Rosenberg writes about individuals giving up information as part of a mutually beneficial ecommerce transaction. But Google takes much more information through its search bots. Information is currency to Google. The more information that Google catalogs, the more money it can make from search keywords and advertising.
This so-called open approach fundamentally opposes longstanding principles of intellectual property ownership. Copyrights are a barrier to Google gaining information that it can monetize. Google takes what it gets for free -- but which someone else may have paid to produce -- gives it away for free but with eventual profit motive.
My decade 2010 prediction: Unchecked, Google's open approach and free business model will eventually disrupt most businesses that produce information.
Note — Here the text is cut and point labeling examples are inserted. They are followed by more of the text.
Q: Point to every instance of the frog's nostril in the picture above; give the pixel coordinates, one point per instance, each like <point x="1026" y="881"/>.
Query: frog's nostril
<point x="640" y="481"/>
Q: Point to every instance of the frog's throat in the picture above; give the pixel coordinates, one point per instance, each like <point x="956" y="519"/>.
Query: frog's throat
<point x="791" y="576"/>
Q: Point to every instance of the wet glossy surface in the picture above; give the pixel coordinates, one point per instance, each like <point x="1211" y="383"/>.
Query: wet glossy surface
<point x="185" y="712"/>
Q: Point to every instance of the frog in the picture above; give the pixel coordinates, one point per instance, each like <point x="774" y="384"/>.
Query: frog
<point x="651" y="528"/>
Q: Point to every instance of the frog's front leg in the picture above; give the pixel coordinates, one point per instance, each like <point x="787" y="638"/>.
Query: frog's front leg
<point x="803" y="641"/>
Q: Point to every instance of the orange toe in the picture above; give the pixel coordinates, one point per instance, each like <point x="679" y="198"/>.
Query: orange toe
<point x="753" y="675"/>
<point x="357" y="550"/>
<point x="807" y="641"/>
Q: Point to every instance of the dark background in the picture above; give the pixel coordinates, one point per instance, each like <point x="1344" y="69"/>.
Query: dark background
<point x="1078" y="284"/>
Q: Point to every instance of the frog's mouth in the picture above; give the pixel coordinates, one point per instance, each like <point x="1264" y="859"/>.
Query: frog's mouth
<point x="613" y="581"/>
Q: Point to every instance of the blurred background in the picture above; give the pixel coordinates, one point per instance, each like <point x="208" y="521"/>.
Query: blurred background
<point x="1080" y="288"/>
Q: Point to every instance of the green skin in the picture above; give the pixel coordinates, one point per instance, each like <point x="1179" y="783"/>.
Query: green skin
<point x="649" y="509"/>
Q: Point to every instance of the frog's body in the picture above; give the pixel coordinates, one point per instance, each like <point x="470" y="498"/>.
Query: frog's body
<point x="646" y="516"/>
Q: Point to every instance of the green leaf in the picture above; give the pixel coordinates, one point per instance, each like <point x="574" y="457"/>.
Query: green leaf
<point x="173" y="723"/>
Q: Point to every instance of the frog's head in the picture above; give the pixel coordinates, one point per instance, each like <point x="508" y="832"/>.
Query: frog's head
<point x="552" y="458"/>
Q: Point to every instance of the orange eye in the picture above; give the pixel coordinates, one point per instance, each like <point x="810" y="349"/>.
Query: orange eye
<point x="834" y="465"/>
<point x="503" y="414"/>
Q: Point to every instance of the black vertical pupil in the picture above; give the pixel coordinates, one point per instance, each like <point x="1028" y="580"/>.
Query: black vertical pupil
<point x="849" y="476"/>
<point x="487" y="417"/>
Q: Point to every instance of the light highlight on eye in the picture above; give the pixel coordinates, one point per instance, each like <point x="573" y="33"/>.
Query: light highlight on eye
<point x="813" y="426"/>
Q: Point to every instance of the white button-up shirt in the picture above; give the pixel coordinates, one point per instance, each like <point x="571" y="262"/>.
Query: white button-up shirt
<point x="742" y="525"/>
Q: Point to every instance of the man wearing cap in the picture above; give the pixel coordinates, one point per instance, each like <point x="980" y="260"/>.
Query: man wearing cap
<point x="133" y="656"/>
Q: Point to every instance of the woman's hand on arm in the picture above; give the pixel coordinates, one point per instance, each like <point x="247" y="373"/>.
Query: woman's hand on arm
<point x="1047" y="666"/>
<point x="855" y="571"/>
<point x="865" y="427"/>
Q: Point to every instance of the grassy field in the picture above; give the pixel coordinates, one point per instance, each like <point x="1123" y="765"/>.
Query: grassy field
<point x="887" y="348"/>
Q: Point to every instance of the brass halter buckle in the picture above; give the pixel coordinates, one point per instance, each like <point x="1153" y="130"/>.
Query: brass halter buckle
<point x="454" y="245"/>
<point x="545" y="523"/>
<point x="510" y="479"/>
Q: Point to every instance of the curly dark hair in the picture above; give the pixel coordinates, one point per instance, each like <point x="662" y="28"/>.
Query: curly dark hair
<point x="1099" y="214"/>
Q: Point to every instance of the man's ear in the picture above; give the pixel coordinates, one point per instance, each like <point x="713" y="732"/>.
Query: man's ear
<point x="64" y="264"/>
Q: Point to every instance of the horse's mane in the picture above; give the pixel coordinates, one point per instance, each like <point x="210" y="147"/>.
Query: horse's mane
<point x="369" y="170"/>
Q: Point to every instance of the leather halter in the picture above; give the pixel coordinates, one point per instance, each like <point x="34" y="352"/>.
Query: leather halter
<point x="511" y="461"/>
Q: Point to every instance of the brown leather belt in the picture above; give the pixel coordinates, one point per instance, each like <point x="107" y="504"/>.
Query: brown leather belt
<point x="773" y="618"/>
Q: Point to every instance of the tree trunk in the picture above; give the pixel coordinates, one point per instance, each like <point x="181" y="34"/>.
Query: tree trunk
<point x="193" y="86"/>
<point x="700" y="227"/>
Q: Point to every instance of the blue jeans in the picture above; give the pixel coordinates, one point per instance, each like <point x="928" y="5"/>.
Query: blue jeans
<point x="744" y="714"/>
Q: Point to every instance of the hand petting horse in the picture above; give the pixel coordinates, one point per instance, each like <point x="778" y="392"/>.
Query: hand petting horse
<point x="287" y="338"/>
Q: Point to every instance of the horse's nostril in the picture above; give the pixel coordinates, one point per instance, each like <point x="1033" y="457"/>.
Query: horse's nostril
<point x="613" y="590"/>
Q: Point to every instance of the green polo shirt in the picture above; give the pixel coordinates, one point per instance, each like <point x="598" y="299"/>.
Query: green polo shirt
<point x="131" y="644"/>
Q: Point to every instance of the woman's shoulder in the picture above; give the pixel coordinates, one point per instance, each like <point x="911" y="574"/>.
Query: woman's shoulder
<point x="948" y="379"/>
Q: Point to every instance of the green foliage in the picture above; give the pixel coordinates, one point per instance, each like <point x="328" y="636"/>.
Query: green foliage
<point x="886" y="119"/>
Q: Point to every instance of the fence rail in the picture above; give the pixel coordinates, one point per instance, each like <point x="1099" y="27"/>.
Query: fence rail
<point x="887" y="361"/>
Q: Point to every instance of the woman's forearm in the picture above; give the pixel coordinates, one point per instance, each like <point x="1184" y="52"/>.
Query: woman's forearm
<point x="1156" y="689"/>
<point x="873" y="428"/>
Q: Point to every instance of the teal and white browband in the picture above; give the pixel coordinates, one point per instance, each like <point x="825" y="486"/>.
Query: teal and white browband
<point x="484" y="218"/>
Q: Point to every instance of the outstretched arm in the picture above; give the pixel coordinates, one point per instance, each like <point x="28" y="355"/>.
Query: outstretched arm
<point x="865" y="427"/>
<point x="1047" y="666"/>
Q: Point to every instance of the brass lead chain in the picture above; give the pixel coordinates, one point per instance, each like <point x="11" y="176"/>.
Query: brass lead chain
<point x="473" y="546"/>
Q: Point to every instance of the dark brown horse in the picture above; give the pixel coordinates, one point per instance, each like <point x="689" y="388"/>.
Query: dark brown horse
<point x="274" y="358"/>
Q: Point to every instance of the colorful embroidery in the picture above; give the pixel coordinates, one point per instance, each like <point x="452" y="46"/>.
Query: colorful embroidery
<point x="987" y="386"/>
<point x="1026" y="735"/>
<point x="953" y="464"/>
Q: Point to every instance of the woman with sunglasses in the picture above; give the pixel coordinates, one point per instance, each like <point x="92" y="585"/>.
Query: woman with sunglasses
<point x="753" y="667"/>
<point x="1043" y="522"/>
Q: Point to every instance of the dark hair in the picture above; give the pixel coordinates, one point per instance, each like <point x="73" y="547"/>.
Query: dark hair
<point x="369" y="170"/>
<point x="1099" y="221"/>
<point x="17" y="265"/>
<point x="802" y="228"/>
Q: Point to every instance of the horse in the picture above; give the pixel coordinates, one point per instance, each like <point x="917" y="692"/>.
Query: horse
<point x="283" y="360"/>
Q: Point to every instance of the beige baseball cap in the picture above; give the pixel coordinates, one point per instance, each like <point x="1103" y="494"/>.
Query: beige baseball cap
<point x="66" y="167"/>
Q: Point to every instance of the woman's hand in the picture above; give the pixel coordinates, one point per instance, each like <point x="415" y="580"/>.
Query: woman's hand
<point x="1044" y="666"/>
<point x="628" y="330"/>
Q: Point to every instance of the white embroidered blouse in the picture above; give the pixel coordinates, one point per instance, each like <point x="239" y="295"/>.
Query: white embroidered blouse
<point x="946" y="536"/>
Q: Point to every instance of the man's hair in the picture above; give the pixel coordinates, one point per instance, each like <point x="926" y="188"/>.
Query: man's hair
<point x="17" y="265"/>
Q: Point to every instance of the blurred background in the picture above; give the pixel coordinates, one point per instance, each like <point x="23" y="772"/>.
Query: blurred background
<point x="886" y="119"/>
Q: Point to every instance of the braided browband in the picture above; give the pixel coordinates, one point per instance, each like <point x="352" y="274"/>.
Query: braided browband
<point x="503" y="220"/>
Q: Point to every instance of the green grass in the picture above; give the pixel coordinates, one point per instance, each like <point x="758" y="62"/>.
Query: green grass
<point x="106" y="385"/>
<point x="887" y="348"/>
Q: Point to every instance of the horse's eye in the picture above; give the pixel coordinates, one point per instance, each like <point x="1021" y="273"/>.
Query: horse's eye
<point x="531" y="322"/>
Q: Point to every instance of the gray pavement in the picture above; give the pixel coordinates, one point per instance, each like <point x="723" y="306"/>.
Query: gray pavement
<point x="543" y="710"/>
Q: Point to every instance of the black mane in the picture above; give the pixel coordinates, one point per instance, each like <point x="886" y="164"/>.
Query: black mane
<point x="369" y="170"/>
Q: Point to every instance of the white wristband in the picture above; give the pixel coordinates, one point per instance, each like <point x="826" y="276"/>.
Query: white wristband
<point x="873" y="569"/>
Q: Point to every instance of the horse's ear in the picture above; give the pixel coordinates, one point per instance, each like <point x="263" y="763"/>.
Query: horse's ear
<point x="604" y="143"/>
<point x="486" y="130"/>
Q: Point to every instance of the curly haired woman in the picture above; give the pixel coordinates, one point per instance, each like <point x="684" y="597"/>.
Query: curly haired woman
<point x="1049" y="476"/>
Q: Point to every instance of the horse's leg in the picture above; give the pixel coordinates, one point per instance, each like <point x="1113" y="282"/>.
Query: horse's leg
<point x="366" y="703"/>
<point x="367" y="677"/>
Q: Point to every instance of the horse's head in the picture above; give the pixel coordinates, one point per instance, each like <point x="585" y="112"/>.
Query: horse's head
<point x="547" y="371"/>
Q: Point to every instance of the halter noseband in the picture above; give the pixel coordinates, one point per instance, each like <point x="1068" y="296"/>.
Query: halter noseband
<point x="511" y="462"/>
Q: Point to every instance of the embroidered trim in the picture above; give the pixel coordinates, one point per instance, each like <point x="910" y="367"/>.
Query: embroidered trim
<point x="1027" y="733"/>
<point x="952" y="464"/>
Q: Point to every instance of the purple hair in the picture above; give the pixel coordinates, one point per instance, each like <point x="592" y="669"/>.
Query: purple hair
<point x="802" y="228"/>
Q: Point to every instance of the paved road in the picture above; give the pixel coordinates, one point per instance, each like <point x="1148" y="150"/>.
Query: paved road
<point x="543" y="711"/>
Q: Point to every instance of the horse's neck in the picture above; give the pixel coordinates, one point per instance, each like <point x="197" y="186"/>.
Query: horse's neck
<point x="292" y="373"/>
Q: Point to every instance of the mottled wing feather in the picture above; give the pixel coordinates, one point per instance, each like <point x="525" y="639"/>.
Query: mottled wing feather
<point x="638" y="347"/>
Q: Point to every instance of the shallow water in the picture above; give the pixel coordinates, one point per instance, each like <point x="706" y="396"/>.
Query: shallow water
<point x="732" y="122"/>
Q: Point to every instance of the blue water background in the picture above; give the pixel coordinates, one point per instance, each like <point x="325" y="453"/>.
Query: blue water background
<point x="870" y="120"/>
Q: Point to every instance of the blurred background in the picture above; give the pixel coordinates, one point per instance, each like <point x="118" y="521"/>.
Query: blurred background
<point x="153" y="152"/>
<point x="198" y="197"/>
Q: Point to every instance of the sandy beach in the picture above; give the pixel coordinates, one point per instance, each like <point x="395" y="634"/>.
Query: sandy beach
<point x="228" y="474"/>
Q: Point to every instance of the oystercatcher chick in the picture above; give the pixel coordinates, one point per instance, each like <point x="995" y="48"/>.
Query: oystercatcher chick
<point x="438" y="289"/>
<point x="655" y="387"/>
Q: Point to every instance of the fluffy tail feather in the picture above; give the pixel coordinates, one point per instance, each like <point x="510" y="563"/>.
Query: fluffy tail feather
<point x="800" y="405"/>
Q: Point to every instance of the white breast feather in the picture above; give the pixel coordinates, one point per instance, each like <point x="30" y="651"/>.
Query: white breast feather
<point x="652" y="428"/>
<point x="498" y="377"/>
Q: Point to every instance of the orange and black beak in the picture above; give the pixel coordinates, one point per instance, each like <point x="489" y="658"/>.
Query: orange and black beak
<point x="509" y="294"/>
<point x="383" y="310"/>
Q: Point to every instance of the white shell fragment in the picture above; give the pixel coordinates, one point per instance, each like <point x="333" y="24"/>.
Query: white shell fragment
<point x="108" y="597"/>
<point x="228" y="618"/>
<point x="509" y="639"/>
The news business is being disrupted now. Google will disrupt software products or Internet services, too. The RIAA, Hollywood studios and stock image companies should watch their backs for a Google knife. Google's power isn't so much the open philosophy as the free business model it empowers. Bill Gates asked the right question 33 years ago: "Who can afford to do professional work for nothing?" It's the question everyone should ask as Google's free business model expands.
Is this evil? If your worldview is in line with Gates' -- that he or she who creates something should own it and profit from it -- the answer is likely "Yes." Perhaps it is not, if your worldview is that all things -- all information -- belong to everyone.
I encourage anyone trying to really understand Google to read Rosenberg's post, but to think of the content as presentation of a business worldview rather than definition of open. Google knows its business model is disruptive. Dare I use "anarchy" to describe its goals. Rosenberg writes: "We are technology optimists who trust that the chaos of open benefits everyone. We will fight to promote it every chance we get."